© RTL Archiv
Wednesday marked the third day of the Bommeleeër trial, with the focus on the 18 alleged false testimonies made by former Colonel Aloyse Harpes which were analysed for nearly an hour and a half.
The ongoing Bommeleeër trial concerns alleged false statements made during the Bommeleeër trial in 2013/14. However, the civil party, consisting of the main defendants in the first Bommeleeër trial, Jos Wilmes and Marc Scheer, sought to call three additional witnesses, including Ben Geiben, founder of the Elite Unit of the Mobile Brigade of the Gendarmerie, who left the force in 1984.
However, the lawyers for the defendants in the current trial unanimously considered that the civil party was seeking to prolong the 2014 Bommeleeër trial and avoid addressing the issue of the false statements made by the six current defendants.
They also criticised Jos Wilmes and Marc Scheer for their seeming arrogance for claiming €500,000 each in damages from individuals who had supported them at the time, some of whom lost their jobs. The judges rejected the request to summon additional witnesses.
Senior officer supposedly knew nothing
Attention then turned to the 18 alleged false statements made by Aloyse Harpes, 97, a former senior officer of the gendarmerie. At the 2013 trial, Harpes had presented himself as largely uninformed and passive, according to the police investigator handling the case.
Harpes’ statements were, in several respects, in complete contradiction with those of other witnesses or with the information in the case file. "Based on his statements, he seemed to have had absolutely no interest in the case at all", the investigator said. Yet the responsibility fell on him to identify 'the rotten apple.' The accused is said to have acted with fervour at first, but then nothing happened.
When questioned about why the Ben Geiben lead was abandoned after the surveillance following the 1985 bombing at Luxembourg's Courthouse (Palais de Justice), Harpes responded: "As I said, when a case goes badly, you don’t go back to dig into it."

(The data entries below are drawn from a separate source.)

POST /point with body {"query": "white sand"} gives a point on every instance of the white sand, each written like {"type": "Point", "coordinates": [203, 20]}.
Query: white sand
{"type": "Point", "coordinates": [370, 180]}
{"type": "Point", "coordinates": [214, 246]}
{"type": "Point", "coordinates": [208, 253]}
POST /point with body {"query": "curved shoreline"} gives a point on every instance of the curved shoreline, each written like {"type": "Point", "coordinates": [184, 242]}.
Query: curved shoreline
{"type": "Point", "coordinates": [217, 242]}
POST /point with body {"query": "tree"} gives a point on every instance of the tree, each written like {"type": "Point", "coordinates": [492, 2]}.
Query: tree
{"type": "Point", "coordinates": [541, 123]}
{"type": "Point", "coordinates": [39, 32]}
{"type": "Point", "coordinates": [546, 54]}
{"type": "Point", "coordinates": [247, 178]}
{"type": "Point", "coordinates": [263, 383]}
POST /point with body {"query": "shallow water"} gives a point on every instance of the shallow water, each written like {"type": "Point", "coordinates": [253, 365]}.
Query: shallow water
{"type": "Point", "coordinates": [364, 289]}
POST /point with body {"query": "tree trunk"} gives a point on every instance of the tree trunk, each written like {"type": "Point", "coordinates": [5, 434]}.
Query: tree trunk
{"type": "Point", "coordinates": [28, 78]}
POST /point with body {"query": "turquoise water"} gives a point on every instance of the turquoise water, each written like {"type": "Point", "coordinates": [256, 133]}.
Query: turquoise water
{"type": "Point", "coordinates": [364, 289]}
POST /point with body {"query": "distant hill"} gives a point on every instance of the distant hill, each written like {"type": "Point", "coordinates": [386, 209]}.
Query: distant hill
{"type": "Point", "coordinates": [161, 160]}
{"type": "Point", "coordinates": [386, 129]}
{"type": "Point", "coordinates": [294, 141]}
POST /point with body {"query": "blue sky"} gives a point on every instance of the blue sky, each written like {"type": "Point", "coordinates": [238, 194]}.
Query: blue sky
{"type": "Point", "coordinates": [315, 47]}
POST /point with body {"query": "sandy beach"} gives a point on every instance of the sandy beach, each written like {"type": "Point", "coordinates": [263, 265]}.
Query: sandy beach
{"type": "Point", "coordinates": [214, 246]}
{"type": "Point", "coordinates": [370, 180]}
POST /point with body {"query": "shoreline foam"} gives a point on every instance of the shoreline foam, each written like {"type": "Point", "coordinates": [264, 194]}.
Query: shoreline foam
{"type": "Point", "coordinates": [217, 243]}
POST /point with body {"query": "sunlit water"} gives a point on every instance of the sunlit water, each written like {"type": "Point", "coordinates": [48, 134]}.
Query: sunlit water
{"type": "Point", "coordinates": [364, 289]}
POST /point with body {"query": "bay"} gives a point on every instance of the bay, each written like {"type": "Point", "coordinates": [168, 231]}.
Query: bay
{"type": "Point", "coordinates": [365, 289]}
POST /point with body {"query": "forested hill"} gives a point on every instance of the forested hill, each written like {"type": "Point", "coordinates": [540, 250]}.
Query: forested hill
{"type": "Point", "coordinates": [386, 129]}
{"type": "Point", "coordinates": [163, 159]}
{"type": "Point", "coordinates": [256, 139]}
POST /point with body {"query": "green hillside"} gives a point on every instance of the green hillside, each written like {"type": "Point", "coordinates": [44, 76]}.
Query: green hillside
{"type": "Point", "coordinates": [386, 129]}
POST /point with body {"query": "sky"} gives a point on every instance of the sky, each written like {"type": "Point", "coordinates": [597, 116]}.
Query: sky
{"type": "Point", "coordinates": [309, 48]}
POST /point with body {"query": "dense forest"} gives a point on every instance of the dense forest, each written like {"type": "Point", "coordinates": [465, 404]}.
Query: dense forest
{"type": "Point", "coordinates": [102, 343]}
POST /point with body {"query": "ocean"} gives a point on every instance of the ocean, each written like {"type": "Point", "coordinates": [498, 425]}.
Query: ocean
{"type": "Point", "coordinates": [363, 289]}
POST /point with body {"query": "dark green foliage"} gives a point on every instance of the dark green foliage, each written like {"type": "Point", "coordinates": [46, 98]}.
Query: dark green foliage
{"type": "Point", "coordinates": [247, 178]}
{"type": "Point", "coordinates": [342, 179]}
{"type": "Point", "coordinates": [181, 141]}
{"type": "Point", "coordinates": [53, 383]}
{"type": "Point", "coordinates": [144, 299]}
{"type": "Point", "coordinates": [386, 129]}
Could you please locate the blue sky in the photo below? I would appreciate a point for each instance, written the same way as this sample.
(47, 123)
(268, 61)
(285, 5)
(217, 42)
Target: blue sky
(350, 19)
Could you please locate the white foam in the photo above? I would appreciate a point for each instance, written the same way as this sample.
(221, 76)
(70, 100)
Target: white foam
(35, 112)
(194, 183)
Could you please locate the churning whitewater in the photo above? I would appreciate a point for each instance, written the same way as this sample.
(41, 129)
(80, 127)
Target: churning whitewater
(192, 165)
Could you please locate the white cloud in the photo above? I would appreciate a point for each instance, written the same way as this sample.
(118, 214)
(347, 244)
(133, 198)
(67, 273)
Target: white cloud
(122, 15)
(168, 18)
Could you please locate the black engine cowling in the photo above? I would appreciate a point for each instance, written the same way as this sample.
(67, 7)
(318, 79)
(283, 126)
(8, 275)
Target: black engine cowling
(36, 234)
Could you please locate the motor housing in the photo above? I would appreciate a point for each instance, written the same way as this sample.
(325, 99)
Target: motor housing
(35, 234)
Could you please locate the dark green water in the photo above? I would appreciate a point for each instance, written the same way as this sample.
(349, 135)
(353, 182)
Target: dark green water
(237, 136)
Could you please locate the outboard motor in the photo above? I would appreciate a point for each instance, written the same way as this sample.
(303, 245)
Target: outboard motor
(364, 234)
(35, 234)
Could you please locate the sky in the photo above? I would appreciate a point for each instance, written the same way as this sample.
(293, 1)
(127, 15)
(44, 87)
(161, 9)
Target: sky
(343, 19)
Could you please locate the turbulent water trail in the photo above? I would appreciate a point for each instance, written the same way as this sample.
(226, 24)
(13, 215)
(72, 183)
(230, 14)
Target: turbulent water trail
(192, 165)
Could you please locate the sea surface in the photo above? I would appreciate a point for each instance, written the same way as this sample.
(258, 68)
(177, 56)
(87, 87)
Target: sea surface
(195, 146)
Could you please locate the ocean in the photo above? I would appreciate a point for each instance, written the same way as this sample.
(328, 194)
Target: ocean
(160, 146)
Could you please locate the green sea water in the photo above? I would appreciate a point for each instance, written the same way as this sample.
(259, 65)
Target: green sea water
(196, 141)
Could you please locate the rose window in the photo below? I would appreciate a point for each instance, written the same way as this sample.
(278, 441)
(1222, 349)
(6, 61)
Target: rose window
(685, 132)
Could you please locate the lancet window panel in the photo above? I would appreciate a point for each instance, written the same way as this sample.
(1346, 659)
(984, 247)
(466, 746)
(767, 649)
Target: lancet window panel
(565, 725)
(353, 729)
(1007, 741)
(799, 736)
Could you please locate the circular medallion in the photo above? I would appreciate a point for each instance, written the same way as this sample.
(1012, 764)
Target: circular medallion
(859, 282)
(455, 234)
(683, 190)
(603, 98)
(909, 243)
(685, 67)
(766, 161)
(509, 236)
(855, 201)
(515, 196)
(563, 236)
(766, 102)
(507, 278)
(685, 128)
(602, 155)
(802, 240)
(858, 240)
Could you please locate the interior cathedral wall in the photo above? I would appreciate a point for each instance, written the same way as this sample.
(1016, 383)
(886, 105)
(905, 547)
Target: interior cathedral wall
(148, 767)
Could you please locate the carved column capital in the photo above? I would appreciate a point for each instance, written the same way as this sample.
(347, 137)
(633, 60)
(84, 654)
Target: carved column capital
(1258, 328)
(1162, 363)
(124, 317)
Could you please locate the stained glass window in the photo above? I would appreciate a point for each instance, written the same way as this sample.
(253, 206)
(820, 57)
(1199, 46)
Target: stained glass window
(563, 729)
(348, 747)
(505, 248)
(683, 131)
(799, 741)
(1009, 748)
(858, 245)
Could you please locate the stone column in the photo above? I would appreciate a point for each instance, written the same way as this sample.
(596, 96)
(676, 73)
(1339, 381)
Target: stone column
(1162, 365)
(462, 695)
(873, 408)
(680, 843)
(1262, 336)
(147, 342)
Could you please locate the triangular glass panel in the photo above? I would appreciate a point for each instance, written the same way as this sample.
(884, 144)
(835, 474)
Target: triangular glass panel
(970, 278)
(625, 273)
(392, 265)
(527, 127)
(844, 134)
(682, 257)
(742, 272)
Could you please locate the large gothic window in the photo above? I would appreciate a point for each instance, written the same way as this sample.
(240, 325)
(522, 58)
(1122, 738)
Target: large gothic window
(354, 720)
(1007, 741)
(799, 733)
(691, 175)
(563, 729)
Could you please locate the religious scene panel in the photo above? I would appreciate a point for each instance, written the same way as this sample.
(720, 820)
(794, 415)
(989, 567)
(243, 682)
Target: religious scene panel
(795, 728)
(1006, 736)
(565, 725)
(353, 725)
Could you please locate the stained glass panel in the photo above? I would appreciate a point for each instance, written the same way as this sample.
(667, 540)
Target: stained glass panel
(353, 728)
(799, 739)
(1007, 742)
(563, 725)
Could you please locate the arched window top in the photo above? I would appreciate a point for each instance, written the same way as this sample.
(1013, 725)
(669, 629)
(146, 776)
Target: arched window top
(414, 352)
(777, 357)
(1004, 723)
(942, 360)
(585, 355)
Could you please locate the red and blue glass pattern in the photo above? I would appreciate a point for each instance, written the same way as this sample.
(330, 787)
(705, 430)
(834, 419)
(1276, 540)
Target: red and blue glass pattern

Regarding the accused’s hypothesis of an unknown third party making sure the case was suppressed, the investigator stated: "Someone had to make the call internally within the gendarmerie to make everything calm down. The question then is who could have given such an order to bring everything to a standstill? It seems that he was the only one capable of executing such an order from outside the gendarmerie."
The suggestion that the bombers might have been military personnel was later dismissed by Harpes, as he believed it was clear they could not have come from such an environment.
Aloyse Harpes’ lawyer, his son André Harpes, criticised the investigator for stringing "one assumption after another." He accused him of assembling pieces of the puzzle to fit a narrative. The investigator defended the approach, stating that the examining magistrate had authorised such reflections to evaluate the work of investigators and their hierarchy: "Otherwise, nothing moves forward".
On Wednesday, it was also noted that Marc Scheer, a defendant in the 2013/14 trial, had contacted Marcel Weydert in 2012 to confirm his identity in a photo published by the Luxemburger Wort, after a journalist from the Wort had asked him about it.